Practice Growth and the Cave You Most Fear - RD Podcast

This episode is all about understanding your fears and finding effective ways to lead and grow your practice. The pain of fear can be so crippling but it doesn’t have to hold you back if you don’t let it. We’ll go over the common fears people have when it comes to their practice and challenge you to not let that fear get in your way by choosing courage over comfort.
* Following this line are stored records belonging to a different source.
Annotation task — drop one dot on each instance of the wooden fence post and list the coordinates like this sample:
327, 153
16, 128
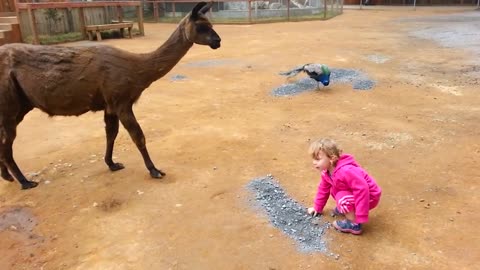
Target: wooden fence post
81, 16
140, 19
33, 25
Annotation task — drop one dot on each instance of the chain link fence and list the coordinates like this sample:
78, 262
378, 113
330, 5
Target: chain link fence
246, 11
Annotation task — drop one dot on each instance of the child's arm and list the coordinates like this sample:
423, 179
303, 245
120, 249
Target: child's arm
323, 192
361, 193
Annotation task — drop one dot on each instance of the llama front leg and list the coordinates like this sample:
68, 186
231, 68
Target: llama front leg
130, 123
5, 174
7, 136
111, 128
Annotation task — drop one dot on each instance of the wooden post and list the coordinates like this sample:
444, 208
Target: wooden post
81, 15
288, 10
31, 17
249, 6
120, 14
140, 19
155, 11
325, 9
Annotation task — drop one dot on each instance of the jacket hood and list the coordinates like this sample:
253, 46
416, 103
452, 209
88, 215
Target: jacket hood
345, 160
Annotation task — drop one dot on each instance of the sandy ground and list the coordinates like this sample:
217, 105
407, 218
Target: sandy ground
417, 132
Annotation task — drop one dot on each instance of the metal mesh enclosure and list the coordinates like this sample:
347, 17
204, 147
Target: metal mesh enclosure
246, 11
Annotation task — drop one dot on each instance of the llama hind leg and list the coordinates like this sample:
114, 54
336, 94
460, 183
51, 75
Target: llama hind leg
5, 174
6, 155
111, 128
130, 123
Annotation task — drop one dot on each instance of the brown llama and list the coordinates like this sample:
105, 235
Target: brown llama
74, 80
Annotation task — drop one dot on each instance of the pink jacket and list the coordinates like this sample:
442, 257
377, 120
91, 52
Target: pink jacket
350, 177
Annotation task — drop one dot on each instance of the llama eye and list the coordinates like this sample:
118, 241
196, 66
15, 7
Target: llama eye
202, 28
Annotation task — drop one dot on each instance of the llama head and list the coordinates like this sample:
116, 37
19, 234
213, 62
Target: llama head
198, 28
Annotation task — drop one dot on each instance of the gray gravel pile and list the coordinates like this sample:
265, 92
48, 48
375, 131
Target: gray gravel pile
289, 216
178, 77
358, 79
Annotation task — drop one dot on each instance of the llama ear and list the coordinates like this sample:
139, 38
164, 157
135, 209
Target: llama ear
197, 9
206, 8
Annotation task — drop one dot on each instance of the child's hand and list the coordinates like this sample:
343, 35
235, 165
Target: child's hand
312, 212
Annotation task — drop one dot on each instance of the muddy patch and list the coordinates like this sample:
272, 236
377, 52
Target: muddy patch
17, 219
178, 77
378, 58
110, 204
358, 79
288, 215
213, 63
460, 30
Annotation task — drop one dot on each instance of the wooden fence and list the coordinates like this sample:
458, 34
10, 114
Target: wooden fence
53, 18
7, 5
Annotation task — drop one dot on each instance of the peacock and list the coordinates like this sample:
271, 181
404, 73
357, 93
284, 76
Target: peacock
318, 72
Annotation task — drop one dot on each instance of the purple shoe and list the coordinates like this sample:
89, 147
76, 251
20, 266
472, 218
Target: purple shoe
347, 226
335, 212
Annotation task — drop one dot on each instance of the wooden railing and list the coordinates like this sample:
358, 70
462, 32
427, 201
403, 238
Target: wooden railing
30, 7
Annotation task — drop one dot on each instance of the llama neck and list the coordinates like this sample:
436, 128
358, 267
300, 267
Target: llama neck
162, 60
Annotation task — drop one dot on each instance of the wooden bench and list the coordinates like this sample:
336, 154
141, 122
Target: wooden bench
101, 27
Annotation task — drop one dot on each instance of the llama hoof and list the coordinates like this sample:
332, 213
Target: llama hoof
29, 184
116, 167
156, 173
7, 177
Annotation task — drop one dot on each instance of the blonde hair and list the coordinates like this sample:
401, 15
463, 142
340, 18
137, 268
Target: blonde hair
328, 146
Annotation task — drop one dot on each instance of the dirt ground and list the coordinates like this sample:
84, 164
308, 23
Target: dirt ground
417, 132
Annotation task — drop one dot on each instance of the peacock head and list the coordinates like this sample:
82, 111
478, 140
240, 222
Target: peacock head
198, 28
325, 76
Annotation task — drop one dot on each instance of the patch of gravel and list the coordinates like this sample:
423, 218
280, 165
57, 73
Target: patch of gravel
17, 219
358, 79
178, 77
289, 216
378, 58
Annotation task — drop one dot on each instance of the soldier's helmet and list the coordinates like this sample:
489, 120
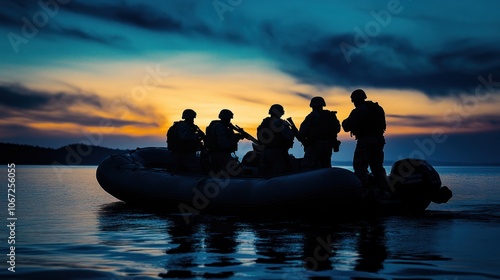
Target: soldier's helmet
225, 114
189, 114
276, 110
358, 95
317, 101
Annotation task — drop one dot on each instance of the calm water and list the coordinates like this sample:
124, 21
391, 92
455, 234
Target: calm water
68, 228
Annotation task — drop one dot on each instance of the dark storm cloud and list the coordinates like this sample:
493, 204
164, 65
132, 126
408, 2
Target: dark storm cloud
19, 97
110, 40
454, 122
392, 62
140, 15
313, 54
21, 102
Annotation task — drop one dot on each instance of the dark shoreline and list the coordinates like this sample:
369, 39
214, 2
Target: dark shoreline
81, 154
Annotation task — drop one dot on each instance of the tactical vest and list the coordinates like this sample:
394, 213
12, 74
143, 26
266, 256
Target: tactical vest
272, 137
175, 144
373, 123
326, 128
212, 143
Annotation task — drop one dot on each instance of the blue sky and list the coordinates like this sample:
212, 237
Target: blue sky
118, 73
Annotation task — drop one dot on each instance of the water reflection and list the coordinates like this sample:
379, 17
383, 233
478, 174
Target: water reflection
224, 246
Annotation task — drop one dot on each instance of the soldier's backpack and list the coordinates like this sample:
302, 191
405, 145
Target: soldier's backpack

First you’ll learn about the different hats that dentists, especially leaders, should be wearing and how to develop your leadership skills to bring out the best in your team. The next step is finding where fear is holding you back so you’ll learn about some common ways that fear keeps you from growing and how to push past those issues.

Key Quotes:

  • “There are several hats that dentists have to wear and I think the leader themselves should wear a few different hats.”
  • “The common theme I see in the purpose of all people is that they should be growing and expanding and they should be serving.”
  • “The way that we’re going to grow now is to grow the people. Grow their confidence and grow their capabilities.”
  • “If you’re not intentional about growth, increasing the skillsets of people that are there and increasing your own skillsets, it’s an easy way to have your practice inadvertently plateau.”
  • “In a practice you actually have to encourage people to make mistakes.”
  • “Capability comes after courage. After some reps you’re developing some confidence.”
  • “You can’t be the leader who criticizes them for making mistakes because they will stop making the effort.”
  • “Courage isn’t the absence of fear, it’s doing something that you fear. The fears never really go away.”